Colleges’ growing responsibility to fund their own operations and furnish their own capital funding pushed them toward borrowing, and their growing debt threatened instability that university officials said might have been prevented with more oversight.

Such oversight could have earlier identified New Jersey City University’s staggering budgetary shortfalls before declining enrollment, aging facilities, poor real estate investments, and hundreds of millions of dollars in debt forced statutory changes to appoint fiscal monitors at financially troubled universities, Pruitt said.

The 5,000-student New Jersey City University is located in Jersey City. (Courtesy of NJCU)

The dearth of state funding, particularly for capital costs, was a result of past fiscal decisions in New Jersey — like a quarter-century stretch of underfunding or not funding pension obligations — and spurred the reliance on bonding to fund university costs, said George Pruitt, president emeritus for Thomas Edison State University.

In real terms, New Jersey provided roughly $323 million more in institutional aid to state universities in the current fiscal year than it did 30 years ago.

“The state is broke. It is historically and structurally broke, and after this administration leaves, it’s going to be catastrophically broke. The fact that the state has no money has driven the lack of investment,” Pruitt said. “We’re the only state in America where there is no capital support for higher education.”

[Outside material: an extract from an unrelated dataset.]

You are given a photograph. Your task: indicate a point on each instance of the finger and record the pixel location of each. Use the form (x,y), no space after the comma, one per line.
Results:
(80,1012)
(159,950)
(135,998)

New Jersey’s structural deficit is set to expand in the next fiscal year after revenue from a tax on high-income businesses is dedicated to NJ Transit and federal pandemic funds are spent as required by the end of 2026.

Sen. Joe Cryan (D-Union), who chairs the chamber’s higher education committee, acknowledged that elected leaders were aware of the problems at New Jersey City University for more than a decade before its fiscal issues reached critical mass. He warned other schools face the same risks.

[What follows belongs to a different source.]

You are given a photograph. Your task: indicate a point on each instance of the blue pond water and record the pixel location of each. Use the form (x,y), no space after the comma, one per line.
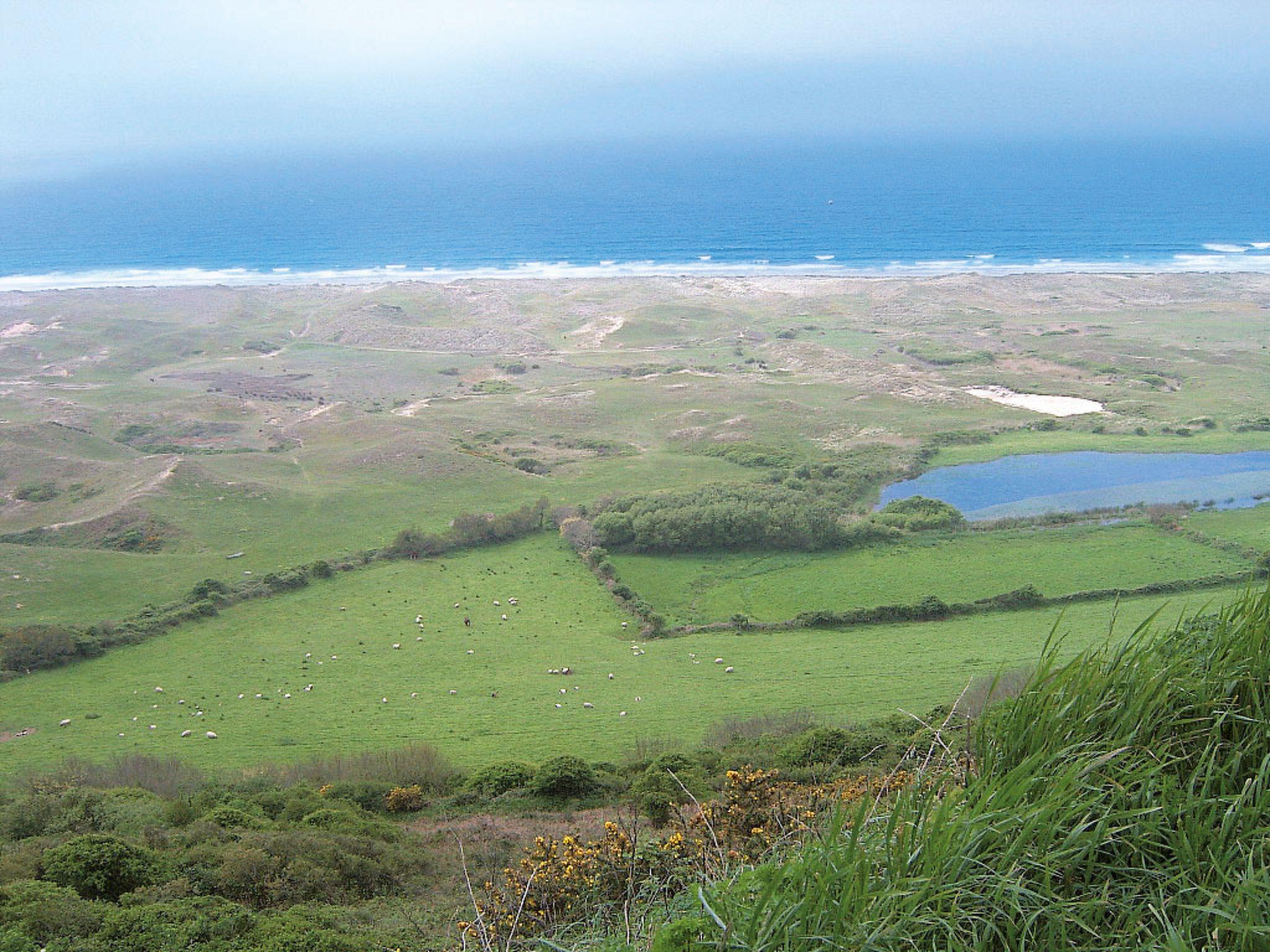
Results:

“We knew 15 years ago that this would be a problem. We just let it spend and get out of control,” the senator said. “That’s not unique. Some of you are simply carrying debt loads that you can’t manage. We have to foster an understanding of debt in New Jersey.”

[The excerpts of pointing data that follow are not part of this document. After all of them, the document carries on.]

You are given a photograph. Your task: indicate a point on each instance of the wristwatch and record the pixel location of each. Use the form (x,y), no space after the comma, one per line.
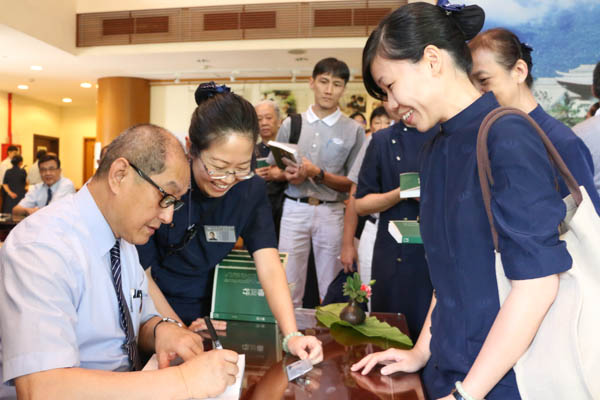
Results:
(320,176)
(166,319)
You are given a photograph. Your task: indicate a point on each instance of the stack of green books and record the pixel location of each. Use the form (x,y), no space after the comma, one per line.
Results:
(405,231)
(237,293)
(410,185)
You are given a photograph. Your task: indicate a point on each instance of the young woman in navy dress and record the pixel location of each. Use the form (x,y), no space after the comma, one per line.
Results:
(225,201)
(418,59)
(502,64)
(400,270)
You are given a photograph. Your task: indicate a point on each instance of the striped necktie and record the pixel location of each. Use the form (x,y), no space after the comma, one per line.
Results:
(126,322)
(49,198)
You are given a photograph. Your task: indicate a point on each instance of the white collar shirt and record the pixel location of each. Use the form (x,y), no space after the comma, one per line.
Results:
(58,304)
(37,195)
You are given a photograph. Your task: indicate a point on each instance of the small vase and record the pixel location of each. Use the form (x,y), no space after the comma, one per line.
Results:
(352,313)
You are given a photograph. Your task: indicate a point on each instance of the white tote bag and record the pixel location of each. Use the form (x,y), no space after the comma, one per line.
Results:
(563,361)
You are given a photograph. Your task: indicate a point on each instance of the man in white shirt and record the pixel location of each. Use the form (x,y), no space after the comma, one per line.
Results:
(74,303)
(313,211)
(5,165)
(52,188)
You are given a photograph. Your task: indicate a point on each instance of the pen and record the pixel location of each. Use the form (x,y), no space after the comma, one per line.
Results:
(213,334)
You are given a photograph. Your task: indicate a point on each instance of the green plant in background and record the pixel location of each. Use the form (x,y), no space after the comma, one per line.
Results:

University officials warned institutions of higher education must retain a high degree of independent management even as they urged increased supervision, warning overregulation could stifle or slow colleges’ ability to adapt to shifts in workforce demands and new technologies.

“We need oversight, but the very worst thing you could do to these institutions is put a blanket of regulation on top of them,” Pruitt said.

Colleges expect a drop in enrollment in the coming years due to a decline in birthrates during and after the Great Recession. Cryan warned the demographic trend could cause a 10% statewide drop in enrollment by 2035.

The drop, which would cost schools sorely needed tuition revenue, is unlikely to impact each of the state’s universities equally, though community colleges and smaller institutions face the gravest risk, Houshmand said.

Some officials pointed to mergers as a solution, noting a 2013 merger that rolled the University of Medicine and Dentistry’s schools into Rutgers and Rowan universities and Montclair State University’s merger with cash-strapped Bloomfield College last year had helped stabilize the absorbed schools.

Such mergers can also help schools that aren’t struggling, particularly if they draw students from backgrounds with less historical representation in institutions of higher education. Those students could replace revenue lost as enrollment declines among other demographic groups.

“I believe in creative destruction and the idea that sometimes it’s good for institutions to sunset. We thought Bloomfield College should persist because it served a unique purpose in the state of New Jersey as the only four-year predominantly black institution,” said Montclair State University President Jonathan Koppell.

Other solutions could include more direct support, including state funding of colleges’ capital needs, whether through the use of unexpired pandemic aid or through New Jersey’s annual budgeting.

“It is embarrassing that we are one of only six states that do not provide a capital funding program for higher education, but yet we turn to it in every marketing that we can that we have the most brilliant and the strongest labor force in the country,” Cryan said.